There is now a Claude you can use, and a Claude that Anthropic will not give you. The gap between them is the most candid public statement any frontier AI lab has made about what its models are actually capable of.
On April 16, Anthropic released Claude Opus 4.7, the latest in its flagship Opus line. The model is a genuine improvement over its predecessor: notably stronger at software engineering, particularly the long-horizon work that previously required close human supervision. Vision resolution has tripled, accepting images up to 2,576 pixels on the long edge, with meaningfully better accuracy on chemical structures and technical diagrams. A new "xhigh" effort setting gives developers finer control over the tradeoff between reasoning depth and response latency. Pricing is unchanged at five dollars per million input tokens and twenty-five per million output tokens.

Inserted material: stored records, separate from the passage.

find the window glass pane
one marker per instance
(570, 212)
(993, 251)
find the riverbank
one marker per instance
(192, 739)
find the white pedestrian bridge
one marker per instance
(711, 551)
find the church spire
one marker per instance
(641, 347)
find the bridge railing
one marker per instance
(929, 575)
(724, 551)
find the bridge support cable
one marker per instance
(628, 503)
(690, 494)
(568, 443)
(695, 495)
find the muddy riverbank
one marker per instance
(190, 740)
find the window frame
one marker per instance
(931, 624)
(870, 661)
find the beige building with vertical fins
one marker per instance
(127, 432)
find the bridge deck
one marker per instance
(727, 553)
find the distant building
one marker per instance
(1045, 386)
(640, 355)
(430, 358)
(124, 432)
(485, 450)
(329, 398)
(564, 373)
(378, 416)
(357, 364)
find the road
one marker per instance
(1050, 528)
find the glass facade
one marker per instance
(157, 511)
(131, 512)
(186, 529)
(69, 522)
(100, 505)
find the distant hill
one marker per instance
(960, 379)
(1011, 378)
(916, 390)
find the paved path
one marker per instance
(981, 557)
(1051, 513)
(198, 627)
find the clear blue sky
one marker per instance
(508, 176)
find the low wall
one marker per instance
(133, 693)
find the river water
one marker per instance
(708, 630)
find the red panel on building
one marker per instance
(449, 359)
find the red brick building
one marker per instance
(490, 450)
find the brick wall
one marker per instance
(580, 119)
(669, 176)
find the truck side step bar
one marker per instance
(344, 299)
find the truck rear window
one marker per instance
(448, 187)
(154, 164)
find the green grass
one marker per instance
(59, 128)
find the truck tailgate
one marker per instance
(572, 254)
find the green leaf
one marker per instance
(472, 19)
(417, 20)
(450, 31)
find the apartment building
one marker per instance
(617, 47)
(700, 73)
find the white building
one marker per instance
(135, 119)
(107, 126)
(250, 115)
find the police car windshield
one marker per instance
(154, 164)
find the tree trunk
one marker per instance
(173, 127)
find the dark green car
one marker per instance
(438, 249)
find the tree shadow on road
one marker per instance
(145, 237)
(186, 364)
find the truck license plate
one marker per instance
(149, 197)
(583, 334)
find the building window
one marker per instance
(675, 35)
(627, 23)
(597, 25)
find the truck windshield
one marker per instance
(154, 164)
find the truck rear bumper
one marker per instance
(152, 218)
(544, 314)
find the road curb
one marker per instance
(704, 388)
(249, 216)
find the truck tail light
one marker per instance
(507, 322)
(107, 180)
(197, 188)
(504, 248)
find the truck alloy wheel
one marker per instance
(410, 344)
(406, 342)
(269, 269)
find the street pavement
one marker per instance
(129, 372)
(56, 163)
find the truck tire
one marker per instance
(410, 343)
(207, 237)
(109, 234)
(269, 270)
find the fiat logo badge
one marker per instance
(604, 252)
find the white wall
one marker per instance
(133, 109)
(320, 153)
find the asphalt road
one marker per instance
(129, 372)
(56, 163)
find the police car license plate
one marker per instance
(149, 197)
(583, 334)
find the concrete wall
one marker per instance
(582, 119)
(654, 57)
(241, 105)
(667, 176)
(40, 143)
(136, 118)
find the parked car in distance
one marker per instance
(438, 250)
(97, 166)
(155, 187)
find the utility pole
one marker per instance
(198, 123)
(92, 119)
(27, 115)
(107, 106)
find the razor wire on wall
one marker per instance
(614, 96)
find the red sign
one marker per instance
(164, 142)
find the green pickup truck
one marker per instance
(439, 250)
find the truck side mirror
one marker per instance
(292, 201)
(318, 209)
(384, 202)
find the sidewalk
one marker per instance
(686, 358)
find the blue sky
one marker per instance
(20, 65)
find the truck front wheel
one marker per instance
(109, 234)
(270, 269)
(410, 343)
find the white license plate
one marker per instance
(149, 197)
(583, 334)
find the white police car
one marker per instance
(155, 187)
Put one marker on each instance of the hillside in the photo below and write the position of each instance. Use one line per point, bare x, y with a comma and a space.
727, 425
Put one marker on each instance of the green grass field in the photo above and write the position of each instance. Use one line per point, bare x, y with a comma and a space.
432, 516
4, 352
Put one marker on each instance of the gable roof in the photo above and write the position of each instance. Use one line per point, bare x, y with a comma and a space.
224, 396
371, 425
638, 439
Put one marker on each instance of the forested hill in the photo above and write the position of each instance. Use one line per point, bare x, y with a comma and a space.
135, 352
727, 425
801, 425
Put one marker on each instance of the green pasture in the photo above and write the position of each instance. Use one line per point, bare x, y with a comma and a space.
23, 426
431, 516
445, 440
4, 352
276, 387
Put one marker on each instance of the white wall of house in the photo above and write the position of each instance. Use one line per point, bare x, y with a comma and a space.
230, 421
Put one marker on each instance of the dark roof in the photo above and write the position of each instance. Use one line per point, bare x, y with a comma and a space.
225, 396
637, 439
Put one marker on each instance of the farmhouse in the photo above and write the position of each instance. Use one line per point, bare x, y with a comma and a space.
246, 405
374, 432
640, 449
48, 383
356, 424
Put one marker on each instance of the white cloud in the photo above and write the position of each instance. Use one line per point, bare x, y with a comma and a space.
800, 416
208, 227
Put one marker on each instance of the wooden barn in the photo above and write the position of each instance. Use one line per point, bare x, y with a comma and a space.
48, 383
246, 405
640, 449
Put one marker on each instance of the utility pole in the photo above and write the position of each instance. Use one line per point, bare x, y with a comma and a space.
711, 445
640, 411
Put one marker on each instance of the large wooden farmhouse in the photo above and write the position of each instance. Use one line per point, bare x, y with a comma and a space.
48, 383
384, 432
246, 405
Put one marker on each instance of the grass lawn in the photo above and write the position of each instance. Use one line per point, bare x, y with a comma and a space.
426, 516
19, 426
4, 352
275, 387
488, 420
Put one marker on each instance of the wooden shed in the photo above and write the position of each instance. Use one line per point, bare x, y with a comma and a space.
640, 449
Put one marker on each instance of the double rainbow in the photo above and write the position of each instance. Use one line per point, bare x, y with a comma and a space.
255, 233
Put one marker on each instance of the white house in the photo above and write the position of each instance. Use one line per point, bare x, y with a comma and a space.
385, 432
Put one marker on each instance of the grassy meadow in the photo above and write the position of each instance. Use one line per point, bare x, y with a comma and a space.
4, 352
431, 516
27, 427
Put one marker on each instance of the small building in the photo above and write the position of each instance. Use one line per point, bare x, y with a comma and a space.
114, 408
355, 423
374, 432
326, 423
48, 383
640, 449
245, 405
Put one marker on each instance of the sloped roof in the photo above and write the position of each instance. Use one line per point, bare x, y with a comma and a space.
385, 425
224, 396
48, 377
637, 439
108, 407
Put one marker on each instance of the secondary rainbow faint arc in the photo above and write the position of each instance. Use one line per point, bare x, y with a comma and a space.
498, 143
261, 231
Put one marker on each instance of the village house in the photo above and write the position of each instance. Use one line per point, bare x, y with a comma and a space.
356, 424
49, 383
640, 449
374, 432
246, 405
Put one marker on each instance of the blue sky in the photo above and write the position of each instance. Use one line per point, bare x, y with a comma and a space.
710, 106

But the announcement included an unusual sentence. Opus 4.7, Anthropic said, is "less broadly capable" than Claude Mythos Preview, its newest frontier model. And unlike Mythos, Opus 4.7 has been deliberately trained with reduced cybersecurity capabilities.
Mythos, released on April 7 as part of Project Glasswing, represents a different category of AI entirely. In the weeks before its announcement, it had been used to identify thousands of previously unknown zero-day vulnerabilities across every major operating system and browser, including a flaw in OpenBSD that had gone undetected for 27 years and one in FFmpeg that survived 16 years of auditing and fuzzing. The performance gap against its predecessor is stark: on developing working Firefox exploits, Opus 4.6 succeeded twice across several hundred attempts; Mythos succeeded 181 times.
The capability gap was significant enough that Anthropic made the decision not to release Mythos publicly. Access is restricted to 12 named partner organizations through Project Glasswing: Amazon, Apple, Broadcom, Cisco, CrowdStrike, the Linux Foundation, Microsoft, and Palo Alto Networks, among others. The stated rationale is defensive: partners use Mythos to find and patch vulnerabilities before adversaries can exploit the same techniques.
The financial system has taken notice. Federal Reserve Chair Jerome Powell and Treasury Secretary Scott Bessent convened a meeting with major US bank chief executives on April 10 specifically to discuss Mythos and its implications for critical financial infrastructure. That a preview release restricted to twelve partners could prompt a coordinated briefing at that level suggests the practical stakes are already being taken seriously by people who do not usually convene emergency meetings about developer tools.
Opus 4.7 exists in this context as an intentionally limited product. It is Anthropic's most capable model for general deployment, made so partly by removing what makes Mythos dangerous in the wrong hands. The cybersecurity limitations in Opus 4.7 are not architectural constraints: they are choices. Anthropic is doing something that most technology companies quietly avoid: publicly acknowledging the gap between what it can build and what it considers safe to release, and then releasing the lesser version on purpose.
Whether this approach holds as capabilities continue to grow is the real question. The stratified model, where the powerful version is kept behind a controlled preview and the public version is deliberately hobbled, depends on that preview remaining actually controlled. For now, Opus 4.7 is the version you can build with. The other one is something else.